Primärversorgung: Erstes Pilotprojekt startet im Mai

Mehr Ehrlichkeit im Wiener Spitalsärztestreit
Zweiter Standort nahe SMZ Ost soll noch heuer eröffnen. Finanzierung durch Stadt und WGKK.

Spitalsambulanzen entlasten, den Patienten bessere und längere Versorgung bieten und attraktive Arbeitsbedingungen für Allgemeinmediziner schaffen: Dieses Drei-in-Eins soll das neue Modell der Primärversorgungszentren bewerkstelligen. Das erste Pilotprojekt startet am 18. Mai in Wien-Mariahilf - auch wenn die legistischen Rahmenbedingungen durch ein Bundesgesetz eigentlich noch fehlen.

Vor allem mit erweiterten Öffnungszeiten (Montag bis Freitag, 8.00 Uhr bis 13.00 Uhr und 14.00 Uhr bis 19.00 Uhr bzw. dienstags schon ab 7.00 Uhr) will man den Patienten das neue "Primary Health Center", kurz PHC, schmackhaft machen. Denn diese würden nicht nur von der Öffnung zu Tagesrandzeiten, sondern auch von kürzeren Wartezeiten, einem interdisziplinären Team und der "Begleitung durchs Gesundheitssystem" profitieren, wie Gesundheitsstadträtin Sonja Wehsely (SPÖ) am Montag bei einer Pressekonferenz betonte.

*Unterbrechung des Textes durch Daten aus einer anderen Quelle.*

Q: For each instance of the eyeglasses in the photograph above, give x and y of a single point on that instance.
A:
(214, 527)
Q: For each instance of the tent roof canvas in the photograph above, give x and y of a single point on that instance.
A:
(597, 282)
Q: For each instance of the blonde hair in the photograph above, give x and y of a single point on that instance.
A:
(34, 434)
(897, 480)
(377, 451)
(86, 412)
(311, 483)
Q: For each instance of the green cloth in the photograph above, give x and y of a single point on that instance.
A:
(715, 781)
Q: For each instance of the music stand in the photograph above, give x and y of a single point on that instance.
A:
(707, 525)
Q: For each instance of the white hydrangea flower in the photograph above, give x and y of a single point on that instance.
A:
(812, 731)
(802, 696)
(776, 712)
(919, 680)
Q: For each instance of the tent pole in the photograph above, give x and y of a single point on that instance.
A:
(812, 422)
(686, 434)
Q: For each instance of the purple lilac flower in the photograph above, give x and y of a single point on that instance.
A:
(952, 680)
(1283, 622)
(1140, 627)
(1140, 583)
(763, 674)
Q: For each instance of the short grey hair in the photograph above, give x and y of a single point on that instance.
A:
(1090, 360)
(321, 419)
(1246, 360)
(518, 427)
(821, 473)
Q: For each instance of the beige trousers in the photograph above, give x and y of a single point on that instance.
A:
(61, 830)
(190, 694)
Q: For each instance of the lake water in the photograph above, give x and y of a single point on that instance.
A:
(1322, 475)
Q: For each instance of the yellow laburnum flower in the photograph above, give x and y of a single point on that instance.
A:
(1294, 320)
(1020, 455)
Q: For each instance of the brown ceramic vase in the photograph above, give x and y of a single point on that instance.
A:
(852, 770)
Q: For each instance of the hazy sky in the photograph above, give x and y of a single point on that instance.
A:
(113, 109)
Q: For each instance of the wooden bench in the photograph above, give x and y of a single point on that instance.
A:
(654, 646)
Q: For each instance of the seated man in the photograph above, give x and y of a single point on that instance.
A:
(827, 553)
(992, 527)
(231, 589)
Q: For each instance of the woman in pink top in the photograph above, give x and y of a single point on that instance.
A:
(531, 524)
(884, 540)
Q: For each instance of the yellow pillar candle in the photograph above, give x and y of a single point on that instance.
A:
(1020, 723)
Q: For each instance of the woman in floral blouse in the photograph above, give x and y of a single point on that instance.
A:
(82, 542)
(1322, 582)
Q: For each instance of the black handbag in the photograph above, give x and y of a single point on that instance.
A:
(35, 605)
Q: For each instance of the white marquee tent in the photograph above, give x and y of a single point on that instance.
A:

"Bestmöglich spitalentlastend"

Ab 18. Mai werden drei Ärzte sowie Pflegepersonal und Ordinationsassistenten im PHC Patienten betreuen, später vervollständigen ein vierter Mediziner sowie ein Sozialarbeiter und ein Psychotherapeut das Angebot. Dabei sollen sowohl Akutpatienten als auch Menschen mit chronischen Krankheiten behandelt werden. Geplant ist auch die Kooperation mit dem nahen Gesundheitszentrum Mariahilf der Wiener Gebietskrankenkasse, wie WGKK-Obfrau Ingrid Reischl erklärte. Das Ziel sei es, "bestmöglich spitalentlastend" zu arbeiten, so Reischl.

Zuschuss

In der Finanzierung des PHC auf der Mariahilfer Straße sei man durchaus innovativ gewesen, lobte der Vizepräsident der Wiener Ärztekammer, Johannes Steinhart. Die Ärzte werden regulär nach dem Vertrag für Gruppenpraxen entlohnt, dazu schießen Stadt und WGKK jährlich 210.000 Euro Pauschale zu. Für die Entlohnung weiterer Berufsgruppen stehen zusätzlich 20.000 Euro pro Jahr zur Verfügung. Diese Stärkung des niedergelassenen Bereichs sei gerade in Zeiten einer "unruhigen österreichischen Spitalslandschaft" wichtig, so Steinhart.

Angebot für "Selbstzuweiser"

Man wolle den "Selbstzuweisern", die derzeit mangels Alternative in die Ambulanzen strömen, ein Angebot machen, erklärte Wolfgang Mückstein, Mitbegründer des neuen Zentrums. Derzeit betreut die Gruppenpraxis bereits rund 12.500 Menschen, mit der neuen Aufstellung erwarte man rund ein Viertel mehr Patienten. Schließzeiten soll es dank der Abstimmung zwischen den Ärzten keine geben. Die Konstruktion über den Gruppenpraxenvertrag ist es auch, die die neue Primärversorgung in Wien ermöglicht, obwohl es noch keine bundesgesetzliche Grundlage dafür gibt. Als Problem sieht das keiner der Beteiligten: "Ich fühle mich auf sicherem Terrain", meinte Reischl.

5-Jahres-Versuch

Das neue Zentrum ist aber erst einmal nur ein auf fünf Jahre angelegter Versuch: Deshalb wird die erweiterte Gruppenpraxis auch laufend kontrolliert und evaluiert. Auch an einem zweiten Standort will man die neue Primärversorgung proben - er soll nahe dem SMZ Ost bzw. Donauspital entstehen. Da man dort aber nicht auf eine bestehende Gruppenpraxis aufbauen kann, sei die Ausschreibung dort deutlich komplizierter, wie Steinhart berichtete. Man sei derzeit auf der Suche nach Interessenten - Reischl zeigte sich jedoch optimistisch, dass "noch heuer" eröffnet werden kann.

Werde das Angebot von den Patienten angenommen und zeige die Evaluierung eine bessere Versorgungswirksamkeit, könnte das Konzept auch flächendeckend werden. "Es ist ein Einstieg in den Umstieg", betonte Wehsely. Denn grundsätzlich sei das Modell für ein nach und nach durchgeführtes wienweites Roll-out konzipiert.